Related to that, I think you did a really nice job over viewing the advantages and disadvantages in NK cells and how to overcome this in cell based therapy disadvantages, which is short life, half-life. And so far as you mentioned, the NK cell based therapy has been somewhat disappointing. So in head and neck cancer patients who are very immune suppressive phenotype, do you I’d like to hear your opinion about potential combination to enhance the NK cell efficacy such as an immune checkpoint, some other cytokines.

Rizwan Romee:

And no, this is an excellent question and very critical to help advance the field. So first of all, I think one of the major reasons why NK cells have not been as successful before is because of the fact, as you mentioned, and NK cells, conventional and regular and NK cell in our in our body have a half-life of 10-12 days. So they are quickly gone. So in order for any cell type immune cell type to have sustained activity, they need to be present for more than a few days. And that’s where the phenotype which I described in my talk, the memory like NK cells because in mouse models we have shown that they can last 90 days and now we have some data in patients they can last up to eight months at least in some, but most of the patients at least 60 to 90 days, which makes it quite makes them quite attractive for immunotherapies. Now the other thing you asked, can you combine or can you develop novel checkpoints to further enhance their function? As a matter of fact, some of the checkpoints which are in clinic primarily target NKG2A or you know, like molecules which are expressed as negative regulators for NK cells. So as you mentioned in your talk actually is showing some clinical activity. And part of the reason it seems to work is because NKG2A is highly expressed on activated and NK cells in the tumor microenvironment And then of course there are subsets of T cells which can also have CD8 T-cells which can have NK2 expression. Similarly you mentioned TIGIT and some other novel checkpoints in the development.
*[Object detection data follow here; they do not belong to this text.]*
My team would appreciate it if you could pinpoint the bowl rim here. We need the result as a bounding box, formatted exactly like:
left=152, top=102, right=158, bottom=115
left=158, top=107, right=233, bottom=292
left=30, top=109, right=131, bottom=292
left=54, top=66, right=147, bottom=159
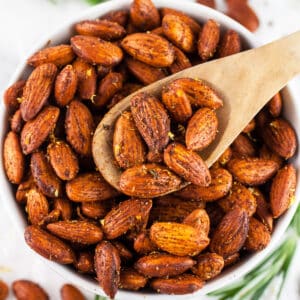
left=0, top=0, right=300, bottom=299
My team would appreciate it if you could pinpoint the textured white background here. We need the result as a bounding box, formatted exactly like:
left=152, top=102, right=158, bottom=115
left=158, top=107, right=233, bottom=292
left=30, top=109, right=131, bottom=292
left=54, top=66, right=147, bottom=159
left=0, top=0, right=300, bottom=300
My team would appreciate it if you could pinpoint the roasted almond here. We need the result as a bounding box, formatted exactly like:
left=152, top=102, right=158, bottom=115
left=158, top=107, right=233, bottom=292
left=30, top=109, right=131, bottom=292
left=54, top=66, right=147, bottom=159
left=227, top=158, right=278, bottom=185
left=47, top=220, right=103, bottom=245
left=134, top=253, right=195, bottom=277
left=3, top=131, right=25, bottom=184
left=103, top=199, right=152, bottom=239
left=30, top=152, right=62, bottom=198
left=47, top=141, right=79, bottom=180
left=21, top=106, right=59, bottom=154
left=95, top=241, right=121, bottom=299
left=71, top=35, right=123, bottom=67
left=66, top=172, right=118, bottom=202
left=121, top=33, right=175, bottom=68
left=65, top=100, right=94, bottom=156
left=150, top=222, right=209, bottom=256
left=27, top=45, right=75, bottom=67
left=185, top=107, right=218, bottom=151
left=130, top=0, right=160, bottom=31
left=164, top=143, right=211, bottom=186
left=210, top=208, right=249, bottom=258
left=24, top=225, right=75, bottom=264
left=270, top=164, right=296, bottom=218
left=20, top=63, right=57, bottom=121
left=119, top=164, right=181, bottom=198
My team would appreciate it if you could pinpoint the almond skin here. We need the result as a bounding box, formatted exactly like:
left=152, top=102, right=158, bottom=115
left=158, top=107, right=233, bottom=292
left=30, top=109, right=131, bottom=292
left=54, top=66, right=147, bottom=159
left=20, top=63, right=57, bottom=121
left=119, top=164, right=181, bottom=198
left=134, top=253, right=195, bottom=277
left=176, top=168, right=232, bottom=201
left=270, top=164, right=296, bottom=218
left=121, top=33, right=175, bottom=68
left=150, top=274, right=204, bottom=295
left=47, top=220, right=103, bottom=245
left=244, top=218, right=271, bottom=251
left=162, top=15, right=196, bottom=53
left=25, top=225, right=75, bottom=264
left=95, top=241, right=121, bottom=299
left=30, top=152, right=62, bottom=198
left=150, top=222, right=209, bottom=256
left=3, top=131, right=25, bottom=184
left=27, top=45, right=75, bottom=67
left=12, top=279, right=49, bottom=300
left=75, top=20, right=126, bottom=41
left=47, top=141, right=79, bottom=180
left=227, top=158, right=277, bottom=185
left=198, top=19, right=220, bottom=61
left=54, top=65, right=78, bottom=106
left=71, top=35, right=123, bottom=67
left=21, top=106, right=60, bottom=155
left=60, top=284, right=85, bottom=300
left=130, top=0, right=160, bottom=31
left=164, top=143, right=211, bottom=186
left=66, top=172, right=118, bottom=202
left=210, top=208, right=249, bottom=258
left=65, top=100, right=94, bottom=156
left=103, top=199, right=152, bottom=239
left=185, top=107, right=218, bottom=151
left=192, top=253, right=224, bottom=281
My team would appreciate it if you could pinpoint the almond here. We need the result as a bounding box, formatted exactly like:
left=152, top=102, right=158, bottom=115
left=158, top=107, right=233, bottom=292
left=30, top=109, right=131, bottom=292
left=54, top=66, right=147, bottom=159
left=30, top=152, right=62, bottom=198
left=27, top=45, right=75, bottom=67
left=192, top=253, right=224, bottom=281
left=71, top=35, right=123, bottom=67
left=47, top=220, right=103, bottom=245
left=119, top=164, right=181, bottom=198
left=244, top=218, right=271, bottom=251
left=12, top=279, right=49, bottom=300
left=150, top=222, right=209, bottom=256
left=103, top=199, right=152, bottom=239
left=261, top=118, right=297, bottom=159
left=270, top=164, right=296, bottom=218
left=3, top=131, right=25, bottom=184
left=218, top=183, right=257, bottom=216
left=54, top=65, right=78, bottom=106
left=65, top=100, right=94, bottom=156
left=26, top=188, right=49, bottom=225
left=95, top=241, right=121, bottom=299
left=176, top=168, right=232, bottom=201
left=150, top=274, right=204, bottom=295
left=130, top=0, right=160, bottom=31
left=121, top=33, right=175, bottom=68
left=47, top=141, right=79, bottom=180
left=60, top=284, right=85, bottom=300
left=21, top=106, right=60, bottom=154
left=162, top=15, right=196, bottom=53
left=119, top=268, right=147, bottom=291
left=134, top=253, right=195, bottom=277
left=227, top=158, right=277, bottom=185
left=164, top=143, right=211, bottom=186
left=75, top=20, right=126, bottom=41
left=20, top=63, right=57, bottom=121
left=185, top=107, right=218, bottom=151
left=210, top=208, right=249, bottom=258
left=198, top=19, right=220, bottom=61
left=25, top=225, right=75, bottom=264
left=66, top=172, right=118, bottom=202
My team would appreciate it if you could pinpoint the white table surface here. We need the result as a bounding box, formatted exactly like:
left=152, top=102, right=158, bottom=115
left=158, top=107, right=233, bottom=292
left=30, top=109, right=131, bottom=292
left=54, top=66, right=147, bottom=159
left=0, top=0, right=300, bottom=300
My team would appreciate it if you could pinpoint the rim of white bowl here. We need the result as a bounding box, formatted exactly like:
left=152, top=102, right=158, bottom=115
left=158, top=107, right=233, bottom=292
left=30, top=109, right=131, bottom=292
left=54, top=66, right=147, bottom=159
left=0, top=0, right=300, bottom=300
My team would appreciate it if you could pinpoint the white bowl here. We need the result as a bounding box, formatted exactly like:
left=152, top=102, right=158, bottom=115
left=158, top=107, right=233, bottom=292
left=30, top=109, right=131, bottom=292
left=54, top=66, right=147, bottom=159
left=0, top=0, right=300, bottom=300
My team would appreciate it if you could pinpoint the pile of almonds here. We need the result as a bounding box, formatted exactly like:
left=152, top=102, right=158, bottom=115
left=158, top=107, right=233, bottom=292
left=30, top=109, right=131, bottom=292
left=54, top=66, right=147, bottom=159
left=3, top=0, right=297, bottom=298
Many of those molecules potentially will activate and enhance and NK cell-based therapies because at baseline and in activated state some of them are highly expressed on NK cells.

Kedar Kirtane:

I think the difficulty for any of these cell therapies is going to be overcoming the issues of T-cell trafficking, tumor microenvironment, immunosuppressive microenvironment and then target antigen heterogeneity. So in some respects tumor infiltrating lymphocytes can maybe overcome some of those obstacles, although I know the data has been mixed. How do you feel, Dr. Brock Maybe you can answer. How do you feel these TIL products compare to other cell therapies?

Jong Chul Park:

You show the data, so in the end the data speaks. So I mean, compared to other cell therapy, I think a tale so far has been quite promising. Data again, same problems trafficking, hostile microenvironment. So all your talk not just using TIL but engineered TIL, so another way to overcome that challenges. So maybe that’s one way to address those challenges.

Kedar Kirtane:

We think the future is bright. Obviously it’s still very early for head and neck cancers, but it’s nice to see all of you all working on this sort of work. So I’m hopeful for the next few years.

Rizwan Romee:

Likewise, I think the future is bright and I’m super excited to be in the field at the right time. It’s only going to get bigger and bigger. You know, there’s so much research happening in all the directions. Both in solid tumors and liquid tumors. And my hunch is that in next 5 to 10 years, you will see several types of cellular therapies shine quite brightly in different types of tumors. I certainly hope so.